別名-  付近住所 徳島県海部郡美波町奥河内字本村18-1 現在 美波町役場
2009/3/28 碑・案内板アリ


 阿波藩は、地方行政の役所として明和6年(1769)郡奉行と代官の名を改め郡代と唱え、国内を六区とした。
那賀・海部が一区となり、三人の郡代はそこに常駐したが、時々管轄地を巡見するのが通例であった。
 寛政11年(1799)海部郡鞆浦に、海部郡代所が新築されて新御陣屋と呼ばれた。海部郡は徳島より遠く、交通不便で異国船の警備や、国境に近い重要地などの関係で設置されたものと思われる。
 更に文化4年(1807)御陣屋は日和佐のこの地に普請をして移転された。
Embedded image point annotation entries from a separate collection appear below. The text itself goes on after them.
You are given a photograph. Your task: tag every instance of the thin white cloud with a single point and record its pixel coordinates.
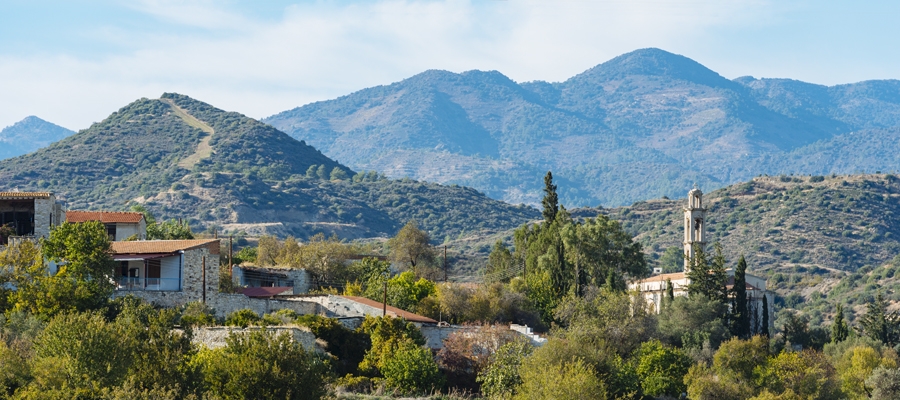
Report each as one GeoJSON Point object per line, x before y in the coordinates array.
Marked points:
{"type": "Point", "coordinates": [323, 49]}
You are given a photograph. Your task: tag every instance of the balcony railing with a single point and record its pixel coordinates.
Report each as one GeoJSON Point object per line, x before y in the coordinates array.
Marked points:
{"type": "Point", "coordinates": [148, 284]}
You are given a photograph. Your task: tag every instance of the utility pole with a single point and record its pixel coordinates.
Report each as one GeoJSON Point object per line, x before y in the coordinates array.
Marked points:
{"type": "Point", "coordinates": [445, 263]}
{"type": "Point", "coordinates": [204, 279]}
{"type": "Point", "coordinates": [384, 304]}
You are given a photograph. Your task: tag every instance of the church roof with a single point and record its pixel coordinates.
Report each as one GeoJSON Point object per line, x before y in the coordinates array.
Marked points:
{"type": "Point", "coordinates": [662, 277]}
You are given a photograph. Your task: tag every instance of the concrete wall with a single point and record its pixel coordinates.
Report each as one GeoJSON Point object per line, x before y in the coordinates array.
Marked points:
{"type": "Point", "coordinates": [215, 337]}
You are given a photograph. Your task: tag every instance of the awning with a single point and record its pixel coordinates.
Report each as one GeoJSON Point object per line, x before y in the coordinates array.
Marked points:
{"type": "Point", "coordinates": [140, 257]}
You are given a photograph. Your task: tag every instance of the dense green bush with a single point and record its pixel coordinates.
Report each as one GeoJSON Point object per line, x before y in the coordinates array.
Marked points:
{"type": "Point", "coordinates": [262, 365]}
{"type": "Point", "coordinates": [243, 318]}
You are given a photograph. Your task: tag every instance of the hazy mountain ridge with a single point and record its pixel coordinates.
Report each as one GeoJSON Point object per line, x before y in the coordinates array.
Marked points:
{"type": "Point", "coordinates": [28, 135]}
{"type": "Point", "coordinates": [243, 176]}
{"type": "Point", "coordinates": [642, 125]}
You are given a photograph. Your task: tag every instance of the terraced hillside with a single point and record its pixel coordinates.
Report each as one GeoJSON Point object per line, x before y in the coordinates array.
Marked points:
{"type": "Point", "coordinates": [183, 158]}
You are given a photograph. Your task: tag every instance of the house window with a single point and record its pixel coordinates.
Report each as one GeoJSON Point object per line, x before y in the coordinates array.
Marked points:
{"type": "Point", "coordinates": [153, 269]}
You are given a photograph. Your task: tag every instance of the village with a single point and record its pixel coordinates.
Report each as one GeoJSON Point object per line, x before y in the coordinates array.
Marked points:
{"type": "Point", "coordinates": [220, 300]}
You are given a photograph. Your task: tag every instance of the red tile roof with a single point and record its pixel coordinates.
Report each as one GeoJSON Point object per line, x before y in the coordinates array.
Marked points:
{"type": "Point", "coordinates": [163, 246]}
{"type": "Point", "coordinates": [267, 291]}
{"type": "Point", "coordinates": [26, 195]}
{"type": "Point", "coordinates": [107, 217]}
{"type": "Point", "coordinates": [662, 277]}
{"type": "Point", "coordinates": [392, 310]}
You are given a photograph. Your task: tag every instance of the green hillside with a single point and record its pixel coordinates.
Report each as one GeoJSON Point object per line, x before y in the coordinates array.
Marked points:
{"type": "Point", "coordinates": [832, 222]}
{"type": "Point", "coordinates": [183, 158]}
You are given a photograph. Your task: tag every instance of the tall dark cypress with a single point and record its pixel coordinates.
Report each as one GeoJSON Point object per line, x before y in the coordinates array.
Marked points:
{"type": "Point", "coordinates": [839, 330]}
{"type": "Point", "coordinates": [551, 200]}
{"type": "Point", "coordinates": [741, 315]}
この日和佐御陣屋が最後の郡代役所となった。以来明治初年に至る約60年間、郡代役所の機能を十分に生かし、上は藩庁の指揮に随順し、また管轄6箇町・木頭4箇村の協力を得て、多事多難であった行政に有終の美を発揮したのである。今日も尚、遺跡は町役場、日和佐小学校として行政と文教の歴史を織りなしている。
 いま、御陣屋の遺構として残っているのは、北西隅の土塀の一部と、遺物としては、ここにある蜂須賀氏の卍紋のついた瓦と的石である。
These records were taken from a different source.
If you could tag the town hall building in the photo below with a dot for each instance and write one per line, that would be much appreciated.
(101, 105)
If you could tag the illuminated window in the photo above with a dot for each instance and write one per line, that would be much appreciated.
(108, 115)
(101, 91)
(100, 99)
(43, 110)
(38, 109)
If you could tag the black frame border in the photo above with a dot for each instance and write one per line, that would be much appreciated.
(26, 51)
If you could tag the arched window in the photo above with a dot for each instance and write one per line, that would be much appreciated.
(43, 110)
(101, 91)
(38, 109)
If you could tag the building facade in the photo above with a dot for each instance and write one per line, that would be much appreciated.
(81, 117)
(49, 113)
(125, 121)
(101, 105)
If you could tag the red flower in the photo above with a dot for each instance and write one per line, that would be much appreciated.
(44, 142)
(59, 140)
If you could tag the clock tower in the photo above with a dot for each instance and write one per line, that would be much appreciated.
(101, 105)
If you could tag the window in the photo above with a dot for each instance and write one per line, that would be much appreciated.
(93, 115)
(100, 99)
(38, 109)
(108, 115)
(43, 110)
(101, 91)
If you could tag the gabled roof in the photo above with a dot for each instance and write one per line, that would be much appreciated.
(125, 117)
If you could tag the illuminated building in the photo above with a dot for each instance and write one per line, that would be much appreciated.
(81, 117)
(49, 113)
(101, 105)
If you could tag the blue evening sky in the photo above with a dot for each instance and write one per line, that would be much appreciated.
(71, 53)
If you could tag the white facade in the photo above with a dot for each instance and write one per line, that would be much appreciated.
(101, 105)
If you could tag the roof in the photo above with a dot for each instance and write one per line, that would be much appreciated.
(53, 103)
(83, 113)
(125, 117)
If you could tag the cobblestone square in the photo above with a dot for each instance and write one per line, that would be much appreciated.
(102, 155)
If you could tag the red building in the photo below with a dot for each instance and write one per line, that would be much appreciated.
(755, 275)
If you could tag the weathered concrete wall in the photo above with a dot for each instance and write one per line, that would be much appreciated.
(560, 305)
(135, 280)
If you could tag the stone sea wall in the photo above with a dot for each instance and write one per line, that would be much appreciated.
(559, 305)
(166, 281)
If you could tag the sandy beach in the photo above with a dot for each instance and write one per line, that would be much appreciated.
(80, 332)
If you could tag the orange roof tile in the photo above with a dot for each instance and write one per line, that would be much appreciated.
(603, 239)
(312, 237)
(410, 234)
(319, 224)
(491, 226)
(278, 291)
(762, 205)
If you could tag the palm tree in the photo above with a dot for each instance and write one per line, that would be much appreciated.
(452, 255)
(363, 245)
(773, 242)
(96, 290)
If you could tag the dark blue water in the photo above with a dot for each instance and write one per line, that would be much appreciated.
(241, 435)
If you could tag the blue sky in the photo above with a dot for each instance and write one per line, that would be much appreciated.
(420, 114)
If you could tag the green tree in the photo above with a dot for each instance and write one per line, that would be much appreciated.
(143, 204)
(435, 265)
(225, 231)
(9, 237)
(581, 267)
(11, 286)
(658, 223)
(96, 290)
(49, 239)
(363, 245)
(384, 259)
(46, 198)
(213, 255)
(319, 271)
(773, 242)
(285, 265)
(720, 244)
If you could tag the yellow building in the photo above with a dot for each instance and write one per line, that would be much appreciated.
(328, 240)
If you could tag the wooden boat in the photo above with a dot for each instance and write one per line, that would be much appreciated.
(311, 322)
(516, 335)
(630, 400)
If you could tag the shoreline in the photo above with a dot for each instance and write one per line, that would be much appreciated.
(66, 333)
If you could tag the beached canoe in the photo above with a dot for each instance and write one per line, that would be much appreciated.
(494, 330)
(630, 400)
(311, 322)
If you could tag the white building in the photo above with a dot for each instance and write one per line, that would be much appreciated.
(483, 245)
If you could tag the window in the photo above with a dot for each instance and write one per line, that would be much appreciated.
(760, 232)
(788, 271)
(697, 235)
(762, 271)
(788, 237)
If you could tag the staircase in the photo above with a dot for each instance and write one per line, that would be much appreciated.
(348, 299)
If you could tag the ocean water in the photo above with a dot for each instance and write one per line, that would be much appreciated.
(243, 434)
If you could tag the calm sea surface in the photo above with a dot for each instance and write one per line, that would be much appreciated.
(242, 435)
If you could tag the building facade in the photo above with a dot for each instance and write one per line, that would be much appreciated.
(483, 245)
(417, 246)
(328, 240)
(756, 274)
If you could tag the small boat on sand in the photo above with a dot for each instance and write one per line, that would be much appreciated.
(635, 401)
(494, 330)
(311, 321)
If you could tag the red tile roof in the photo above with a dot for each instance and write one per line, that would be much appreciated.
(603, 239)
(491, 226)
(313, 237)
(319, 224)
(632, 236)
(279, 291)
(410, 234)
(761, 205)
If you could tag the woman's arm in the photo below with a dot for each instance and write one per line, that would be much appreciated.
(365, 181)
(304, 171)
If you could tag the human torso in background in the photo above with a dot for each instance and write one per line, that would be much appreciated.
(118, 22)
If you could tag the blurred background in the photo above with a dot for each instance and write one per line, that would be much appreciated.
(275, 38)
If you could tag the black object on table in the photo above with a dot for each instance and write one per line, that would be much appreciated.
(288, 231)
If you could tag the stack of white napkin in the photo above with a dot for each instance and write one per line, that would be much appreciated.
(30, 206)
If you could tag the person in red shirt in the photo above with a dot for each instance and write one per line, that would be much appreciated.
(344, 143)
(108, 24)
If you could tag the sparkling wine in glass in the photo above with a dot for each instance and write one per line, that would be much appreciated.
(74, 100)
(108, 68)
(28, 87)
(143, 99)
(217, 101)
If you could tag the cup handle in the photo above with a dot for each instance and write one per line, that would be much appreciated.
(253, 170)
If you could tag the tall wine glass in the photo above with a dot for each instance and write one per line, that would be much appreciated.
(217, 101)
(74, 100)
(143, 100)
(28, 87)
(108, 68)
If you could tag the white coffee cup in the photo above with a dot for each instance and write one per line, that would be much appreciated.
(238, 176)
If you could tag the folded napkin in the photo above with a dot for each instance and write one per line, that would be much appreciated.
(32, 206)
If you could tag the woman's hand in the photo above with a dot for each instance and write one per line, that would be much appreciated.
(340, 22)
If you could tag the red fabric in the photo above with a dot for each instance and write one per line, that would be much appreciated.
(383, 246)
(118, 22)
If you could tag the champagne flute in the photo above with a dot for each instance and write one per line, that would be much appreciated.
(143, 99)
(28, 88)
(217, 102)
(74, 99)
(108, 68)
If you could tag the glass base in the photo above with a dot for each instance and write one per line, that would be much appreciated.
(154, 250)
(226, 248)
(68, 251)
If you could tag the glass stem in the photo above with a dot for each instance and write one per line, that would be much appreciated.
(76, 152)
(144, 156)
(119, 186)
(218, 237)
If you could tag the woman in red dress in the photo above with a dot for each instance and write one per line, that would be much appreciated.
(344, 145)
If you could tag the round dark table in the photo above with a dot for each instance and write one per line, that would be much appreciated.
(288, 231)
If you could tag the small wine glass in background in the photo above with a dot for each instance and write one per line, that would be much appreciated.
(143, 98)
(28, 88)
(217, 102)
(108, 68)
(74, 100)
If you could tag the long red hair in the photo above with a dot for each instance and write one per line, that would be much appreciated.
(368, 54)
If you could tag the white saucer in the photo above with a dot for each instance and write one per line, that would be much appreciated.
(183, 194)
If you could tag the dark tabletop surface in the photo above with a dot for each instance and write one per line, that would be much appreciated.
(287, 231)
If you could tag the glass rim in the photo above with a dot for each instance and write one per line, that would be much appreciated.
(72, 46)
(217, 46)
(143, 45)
 この役場庁舎の玄関横にある的石は、御陣屋の西北隅の射場に南面して立っていた矢見立岩である。日和佐小学校改築の際に移転してから、三度の移転を経て、平成9年現在地に設置したものである。
地上部は、高さ1.8メートル、巾2.0メートル、厚さが0.5メートルで、岩質は堆積岩(礫石)で、日和佐町の宝木橋付近に産する珍しい石で出来ている。矢見立岩の名のとおり、この岩陰で、的を射とめたかどうか藩邸するのに使用したものである。